Maybe the person who scoffs at your rendition of “One Day More” is the local Shakespeare nut who doesn’t consider musical theatre to be “real” theatre.

Maybe it’s your neighbor who doesn’t believe people actually break into song in real life.

Maybe it’s your mom who’s sick of being addressed as, “Mama who bore me.”

Whoever this person is, you don’t have to take their anti-musical rants lying down. Do the right thing. Do what any well-respecting, tax-paying, ticket-buying American citizen would do.

Trick them into enjoying the best of the Great White Way.

Step One. Play them Broadway-inspired pop songs. 

Chances are your antagonist already likes some Broadway-inspired hits. Put MIKA and Ariana Grande’s “Popular Song” on their ipod or play Gwen Stefani’s “Rich Girl” when they’re in earshot. Then casually mention the song’s Broadway roots. They may scoff at you, but they’ll already subconsciously begin realizing they’ve liked musicals all along.

Step Two. Remind them of their childhood.

Children love musicals. Whether your adversary grew up watching disney classics or The Sound of Music, there’s at least one musical from their youth they still harbor a secret fondness for. All you need to do to tap into this nostalgia is remind them that they wanted to be Troy Bolton when they were little or that they still have all the words to “Easy Street” memorized. Like step one, this is another way of getting your foe to acknowledge that they’ve enjoyed musicals before, making them more susceptible to the idea of enjoying musicals again.

Step Three. Watch a movie musical with them. 

Movie musicals are a good bridge into the world of live theatre. They allow new musical lovers to enjoy musicals without having to commit to a night at the theatre. They already know how to enjoy movies, so watching a movie musical requires less of a culture-shock then going to the theatre does. Whatever movie musical you decide to introduce them to, make it fun. The purpose of this step is to show them how enjoyable musicals have the potential to be, and to hook them on the excitement of people singing and dancing together. They’ll leave with the idea that musicals are fun and entertaining—and that seeing one live might not be so bad after all.

Step Four. Take them to a musical they have an ulterior motive for seeing.

Big, flashy musicals are best for this. Wicked and The Phantom of the Opera have permeated popular culture, making people want to see them just as much for the show as for the ability to say they’ve seen them. Les Misérables attracts a large crowd of people who think watching it makes them cultured. Tons of people go see Mamma Mia! or Jersey Boys not because they love musical theatre, but because they love the music they’re based on.

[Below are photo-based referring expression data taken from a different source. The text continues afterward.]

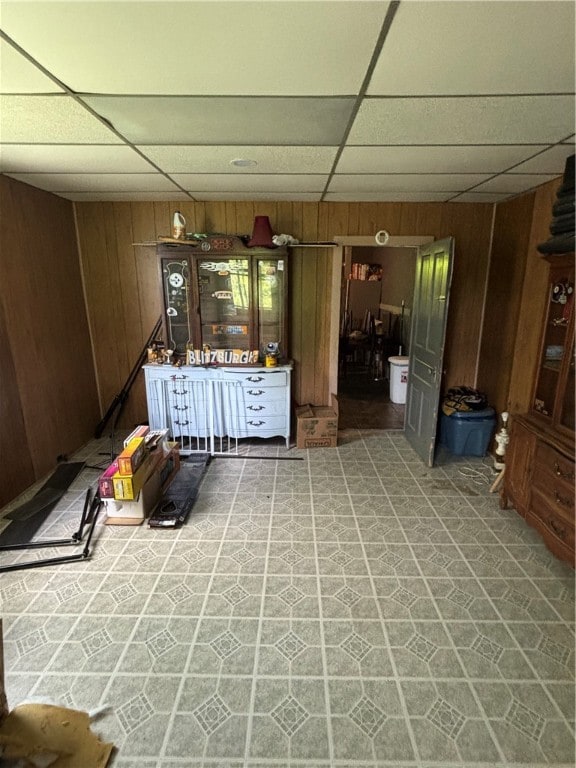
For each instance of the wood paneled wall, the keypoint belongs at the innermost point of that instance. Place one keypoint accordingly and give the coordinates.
(532, 305)
(123, 297)
(48, 403)
(65, 355)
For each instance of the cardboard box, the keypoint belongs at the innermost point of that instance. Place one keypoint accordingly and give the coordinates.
(140, 431)
(127, 487)
(142, 507)
(132, 456)
(136, 511)
(317, 426)
(105, 482)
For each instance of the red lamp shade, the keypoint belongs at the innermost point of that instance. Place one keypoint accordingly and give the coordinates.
(261, 233)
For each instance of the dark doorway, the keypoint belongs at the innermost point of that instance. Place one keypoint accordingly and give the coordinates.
(375, 324)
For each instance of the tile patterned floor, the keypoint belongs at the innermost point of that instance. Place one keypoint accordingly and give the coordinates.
(349, 609)
(364, 403)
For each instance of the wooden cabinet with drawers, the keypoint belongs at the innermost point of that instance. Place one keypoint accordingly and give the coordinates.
(201, 405)
(539, 483)
(539, 476)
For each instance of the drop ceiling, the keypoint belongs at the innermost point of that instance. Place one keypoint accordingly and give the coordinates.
(330, 100)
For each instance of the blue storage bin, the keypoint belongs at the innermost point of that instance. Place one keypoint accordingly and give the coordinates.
(467, 433)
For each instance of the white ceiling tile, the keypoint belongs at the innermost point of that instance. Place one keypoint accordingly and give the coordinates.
(50, 120)
(216, 182)
(479, 197)
(234, 120)
(478, 47)
(18, 75)
(92, 182)
(387, 197)
(217, 159)
(475, 120)
(454, 159)
(200, 47)
(304, 197)
(510, 182)
(64, 158)
(125, 196)
(405, 183)
(551, 161)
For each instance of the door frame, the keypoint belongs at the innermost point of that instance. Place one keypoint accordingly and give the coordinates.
(394, 241)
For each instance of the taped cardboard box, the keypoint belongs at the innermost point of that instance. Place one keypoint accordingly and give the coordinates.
(317, 425)
(136, 511)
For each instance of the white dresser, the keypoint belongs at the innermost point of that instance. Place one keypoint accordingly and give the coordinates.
(207, 409)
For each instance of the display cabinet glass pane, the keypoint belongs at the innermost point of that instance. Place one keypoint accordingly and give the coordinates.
(567, 407)
(176, 287)
(271, 320)
(224, 289)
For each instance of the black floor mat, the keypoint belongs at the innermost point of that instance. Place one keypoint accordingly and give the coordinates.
(44, 498)
(28, 517)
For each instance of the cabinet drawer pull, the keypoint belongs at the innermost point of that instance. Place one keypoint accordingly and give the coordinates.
(562, 499)
(558, 529)
(566, 475)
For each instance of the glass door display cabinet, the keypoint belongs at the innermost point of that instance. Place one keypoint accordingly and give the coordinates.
(224, 303)
(226, 376)
(539, 475)
(554, 390)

Any of these reasons have the potential to get your musical-hating friend into the theatre with you. 

Step Five. Take them to a musical they don’t have an ulterior motive for seeing.

Now that they realize how entertaining musical theatre can be, take them to your local theatre’s production of Pippin. And to see If/Then when the tour stops near you. And to Sweeney Todd at the nearby college. The important thing is to show them how excited you are about musical theatre and how beautiful it can be. This step will probably take the longest. Persevere.

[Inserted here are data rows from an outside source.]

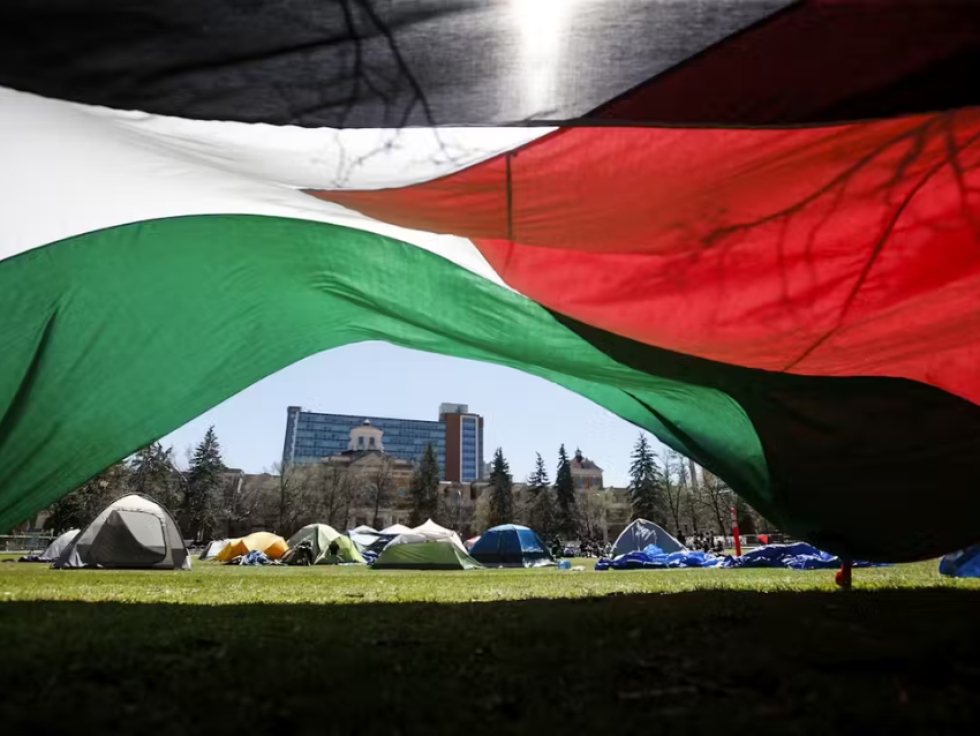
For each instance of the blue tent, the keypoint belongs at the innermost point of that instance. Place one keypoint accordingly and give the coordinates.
(962, 564)
(511, 545)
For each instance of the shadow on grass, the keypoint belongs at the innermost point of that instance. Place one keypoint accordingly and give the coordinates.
(778, 662)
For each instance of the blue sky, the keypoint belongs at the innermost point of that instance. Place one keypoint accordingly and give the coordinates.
(522, 413)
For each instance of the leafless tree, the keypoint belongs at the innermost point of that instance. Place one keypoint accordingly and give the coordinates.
(717, 498)
(593, 515)
(377, 487)
(334, 491)
(674, 485)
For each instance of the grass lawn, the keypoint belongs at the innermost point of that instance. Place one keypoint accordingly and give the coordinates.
(350, 650)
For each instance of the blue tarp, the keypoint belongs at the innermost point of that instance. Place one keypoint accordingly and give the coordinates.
(798, 556)
(252, 558)
(654, 558)
(962, 564)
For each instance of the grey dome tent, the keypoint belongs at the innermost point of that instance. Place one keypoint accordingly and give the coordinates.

As Jason Robert Brown said, “The hardest thing in the world is convincing other people to love the same thing you do. But the fact that it is hard does not diminish your love--it must not. You go on loving that thing because, even if it’s naive, even if it’s foolish, even if it’s wrong, you believe in the very marrow or your bones that you will be able to convince them, eventually, some time. That certainty, that passion is too valuable to surrender in the face of resistance. You may not have convinced them yet; you will.” So continue taking your friend to the theatre and showing them how excited musicals make you. Eventually, they’ll get it. The whole process might even make the two of you better friends. After all, nothing brings people together the way musical theatre does.